The blades sort of melt it as it goes, and the result isn't chips on a tile saw, but a long line of quickly hardening snot - which quickly bound up in the small throat plate of my tile saw. (It helps even more that it hit the relatively cold water and set up right away  )

I spent twice as much time chipping that crap out as I did actually cutting.


----------



## jinx© (Oct 17, 2007)

I've had pretty good results using a router table with a fluted or pilot bit.


----------



## evercl92 (Aug 15, 2006)

I used a dremmel, with a 3.5in cut-off wheel. As mentioned before, it kinda just melts it, and leftover is what quickly dries into small pieces of the plexi, which was usually easy to remove. I read that it should be scored, scored, and scored more, then break over the edge of a counter/table/etc.

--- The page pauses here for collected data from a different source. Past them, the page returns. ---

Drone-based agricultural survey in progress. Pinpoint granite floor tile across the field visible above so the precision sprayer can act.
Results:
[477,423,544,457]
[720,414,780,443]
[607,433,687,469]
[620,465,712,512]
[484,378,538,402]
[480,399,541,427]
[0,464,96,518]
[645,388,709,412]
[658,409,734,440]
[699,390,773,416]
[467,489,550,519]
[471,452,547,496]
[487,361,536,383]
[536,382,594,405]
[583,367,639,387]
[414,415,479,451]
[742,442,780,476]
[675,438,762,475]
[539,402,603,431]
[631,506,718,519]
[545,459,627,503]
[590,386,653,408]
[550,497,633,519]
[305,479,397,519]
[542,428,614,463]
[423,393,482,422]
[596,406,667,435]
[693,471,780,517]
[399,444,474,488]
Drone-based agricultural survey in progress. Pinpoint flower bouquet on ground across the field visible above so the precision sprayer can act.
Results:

I tried that, it took forever, and never did break straight for me.


----------



## fshfanatic (Apr 20, 2006)

why not just score it and then snap it clean?


----------



## htn86 (Sep 30, 2007)

I usually score it then snap it. You need to get a long straight object like a ruler or a straight piece of lumber. Line it up to where you want to cut then use a razor blade and score it until the line is visible enough. Place the plexiglass on a table with the scored line lined up with the table's edge. Use your hands to press the plexiglass on the table while using your body to fold the plexiglass downward untill it snaps. Plexiglass usually come with an outer piece of plastic to keep it clean. Make sure you keep this outer plastic on when you are doing this. This is what I usually do and it turned out perfect each and every time. GL


----------



## crazie.eddie (May 31, 2004)

fshfanatic said:


> why not just score it and then snap it clean?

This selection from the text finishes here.